Founder, The Adelman Group

David is a prominent retail strategist, blogger and retail authority.  Before founding TAG, a retail customer experience consulting company, David spent over 25 years in retail store development, sales, marketing, and operations.

He developed Western Canada’s first mono-brand retail home furnishings store, Just Bauhaus, the manufacturer’s first partnership into retail home furnishings. David owned and operated Thomasville Home Furnishings
in addition to eight branded home goods stores throughout western Canada. He has worked with major international brands, including Moroni, Natuzzi, Palliser, Thomasville, and Bauhaus.

David has written several articles and been interviewed by news outlets on today’s dynamic retail environment.

David’s associations include:

  • Customer Experience Professional Association (CXPA)
  • Retail Industry Professional member
  • Retail Council of Canada member
  • Rethink Retail Guest Speaker
  • Royal Roads University, Guest Lecturer, Judge Final B. Comm
  • Capstone presentations, mentoring, coaching students

To learn more, visit:

  • Posted on: 05/11/2021

    Are brands and retailers defining authenticity on their own terms or consumers’?

    A product's authenticity comes largely from a brand's heritage. It isn't easy to have instant authenticity with any product unless the brand representing it has provenance. It doesn't matter how you package it today; consumers want to trust a brand first. Once they have achieved this trust, it will be much easier for a brand to convince them that their products are truly authentic. Take Dove, for example; their award-winning ad campaign showing women in their underwear promoting their gentle soap created authenticity by not showing typical models. Unilever is also a heritage brand that starting selling Dove back in 1957. Today a brand can't promote its products on TikTok, through influencers or on any social media platform, and expect it to be universally accepted as authentic -- you have to earn it!
  • Posted on: 05/07/2021

    Walmart is going all in on 24/7/365 telehealth

    It is always a good thing when more healthcare is provided in any community, whether in person or virtually.
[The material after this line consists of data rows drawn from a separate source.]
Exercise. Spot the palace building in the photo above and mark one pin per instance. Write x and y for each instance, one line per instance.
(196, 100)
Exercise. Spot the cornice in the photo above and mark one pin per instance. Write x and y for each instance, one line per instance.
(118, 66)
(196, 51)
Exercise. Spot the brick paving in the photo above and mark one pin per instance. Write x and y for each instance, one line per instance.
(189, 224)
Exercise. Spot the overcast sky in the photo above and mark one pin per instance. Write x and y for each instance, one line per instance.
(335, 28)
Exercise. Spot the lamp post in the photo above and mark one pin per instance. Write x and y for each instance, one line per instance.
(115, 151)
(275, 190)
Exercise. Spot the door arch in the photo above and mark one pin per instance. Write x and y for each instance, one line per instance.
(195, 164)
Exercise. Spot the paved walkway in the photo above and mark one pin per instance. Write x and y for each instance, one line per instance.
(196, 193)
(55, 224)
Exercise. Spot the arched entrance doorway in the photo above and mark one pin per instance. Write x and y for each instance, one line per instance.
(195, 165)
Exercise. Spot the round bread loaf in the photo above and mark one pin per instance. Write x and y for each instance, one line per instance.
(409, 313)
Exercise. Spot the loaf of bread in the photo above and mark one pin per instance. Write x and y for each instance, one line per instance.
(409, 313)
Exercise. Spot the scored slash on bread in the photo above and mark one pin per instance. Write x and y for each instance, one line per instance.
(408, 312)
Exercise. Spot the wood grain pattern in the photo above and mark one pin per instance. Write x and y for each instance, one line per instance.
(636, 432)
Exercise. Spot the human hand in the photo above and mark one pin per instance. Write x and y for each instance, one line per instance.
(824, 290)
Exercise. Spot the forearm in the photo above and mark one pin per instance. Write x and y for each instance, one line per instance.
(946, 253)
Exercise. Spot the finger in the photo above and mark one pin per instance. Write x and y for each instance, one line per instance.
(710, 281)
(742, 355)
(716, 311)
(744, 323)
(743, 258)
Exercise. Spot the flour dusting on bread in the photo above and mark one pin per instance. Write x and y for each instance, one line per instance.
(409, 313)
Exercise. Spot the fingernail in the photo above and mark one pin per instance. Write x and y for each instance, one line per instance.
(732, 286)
Mental health concerns, in particular, can be accessed very easily through telehealth compared to physical diagnosis. Anytime a retailer expands its brand to show "compassion and caring " for its customers, it's always a good thing. Although Walmart's acquisition of MeMD will be costly initially, in the long term I believe it will not only pay out in dividends but also in spades!
  • Posted on: 04/30/2021

    7-Eleven spending $70M to promote the convenience of its new tech

    Being cool and drinking Slurpees is one thing, but trying to drive business to its retail stores by focusing on Gen Z might be a waste of money. What really drives most customers to a 7-Eleven? Simple Answer: A car or truck. With most vehicle manufacturers transitioning to EVs by 2025, 7-Eleven must focus on determining how they are going to get these e-drivers to stop if they only sell petrol. Perhaps a long-term strategy of unique and healthier products, in addition to quick-charge EV stations, might improve their long-term store traffic. I envision an ultra-modern 7-Eleven of the future with a state-of-the-art curved glass tech waiting area where customers can plug in at the same time their vehicles are. Slurpees will surely follow.
  • Posted on: 04/26/2021

    Will stock ownership work as a loyalty program perk?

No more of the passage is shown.